内閣府が2023年12月に実施した消費動向調査によると、携帯電話の平均使用年数は4.4年。なお、内閣府経済社会総合研究所 景気統計部によると、10年前の2013年12月は3.2年、20年前の2003年12月では2.2年でした。
いわば2年での買い替えは10年以上前の「携帯電話の買い替え周期の定番」であり、2024年現在は買い替えスパンが伸びているようです。

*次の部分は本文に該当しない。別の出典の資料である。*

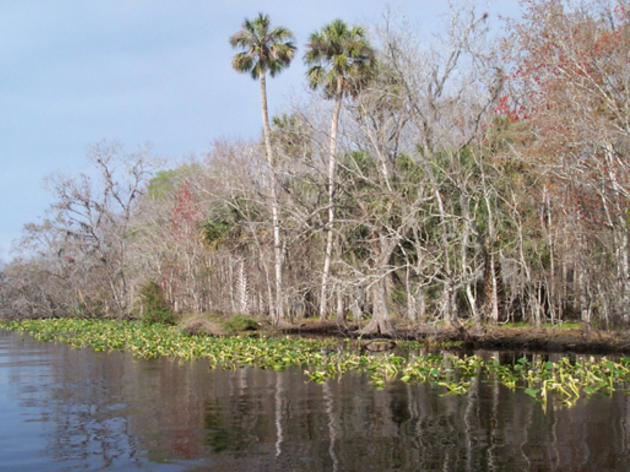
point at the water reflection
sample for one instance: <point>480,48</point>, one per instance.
<point>65,409</point>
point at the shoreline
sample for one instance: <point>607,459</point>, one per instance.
<point>488,337</point>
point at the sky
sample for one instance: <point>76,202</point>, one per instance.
<point>74,73</point>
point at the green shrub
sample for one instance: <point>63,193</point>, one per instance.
<point>154,307</point>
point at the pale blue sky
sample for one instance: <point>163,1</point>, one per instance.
<point>76,72</point>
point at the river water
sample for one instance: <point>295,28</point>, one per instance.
<point>64,409</point>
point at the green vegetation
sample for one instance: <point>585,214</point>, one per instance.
<point>155,308</point>
<point>323,359</point>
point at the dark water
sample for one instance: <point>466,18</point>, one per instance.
<point>63,409</point>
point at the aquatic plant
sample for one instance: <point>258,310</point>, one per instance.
<point>567,379</point>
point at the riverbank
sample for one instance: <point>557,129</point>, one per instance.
<point>569,337</point>
<point>321,359</point>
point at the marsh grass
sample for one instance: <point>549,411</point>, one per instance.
<point>568,379</point>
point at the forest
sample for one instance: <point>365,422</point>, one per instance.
<point>480,178</point>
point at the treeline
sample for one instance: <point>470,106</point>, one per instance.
<point>475,179</point>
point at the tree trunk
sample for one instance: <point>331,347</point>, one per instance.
<point>332,165</point>
<point>278,311</point>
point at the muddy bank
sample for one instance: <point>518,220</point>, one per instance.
<point>583,340</point>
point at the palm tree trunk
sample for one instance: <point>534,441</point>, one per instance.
<point>278,312</point>
<point>332,165</point>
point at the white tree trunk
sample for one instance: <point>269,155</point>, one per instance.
<point>277,311</point>
<point>332,165</point>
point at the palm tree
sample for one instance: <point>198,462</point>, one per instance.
<point>265,49</point>
<point>340,61</point>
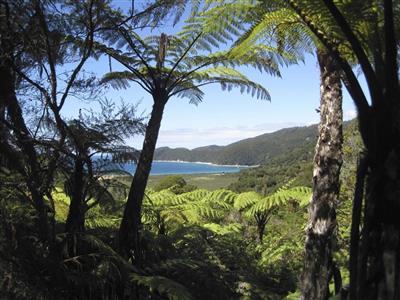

なお、買い替え理由の1位は「故障」で全体の38.7%。「上位品目への移行」が30.6%のため、「新しい機種が出たから買い換えた」よりも「壊れたから仕方なく買い換え」の人の方が多いことが分かります。つまり「性能が不満で買い替えるユーザー」よりも、故障が原因で買い替える人が増えていることが分かります。2024年現在、2年周期で買い替えなくともスマホは性能的に十分であると言えるでしょう。
iPhone 8は発売から7年が経つも中古市場で根強い支持
「4年での買い替え」が新しい買い替えスパンのスタンダードになりつつあると考えられます。とはいえ買い替え後に手放した中古スマホが再度市場に流通するなどして、「一台のスマホ」そのものはより長く使用される可能性が高いです。
たとえば多くのユーザーに長く使用されたスマホの代表格には、iPhone 8(2017年発売)が挙げられるでしょう。発売から7年が経ち、すでにiOSのアップデート対象から外れているもののなお中古市場で存在感がある端末の1つです。
iPhone 8が根強い人気を集める背景には、物理的なホームボタンの存在が挙げられます。iPhone X以降ではホームボタンは廃止され、Face ID及びより広いディスプレイでの操作が定着していますが、物理的なホームボタンの直感的な「操作の分かりやすさ」が現在でも支持を集める要因となっています。
また手に収まる程よいサイズ感や価格の安さも長く使用されている理由のひとつ。たとえばiPhone 15 Pro Maxは6.69インチなのに対し、iPhone 8は4.7インチ。iPhone 8であれば女性でもギリギリ片手での操作が可能です。大きな画面を求めていないユーザーにとっては、iPhone 8は程よいサイズ感であり、中古ならば1万円~2万円弱から購入できるため、価格面でも満足のいく値段と言えるでしょう。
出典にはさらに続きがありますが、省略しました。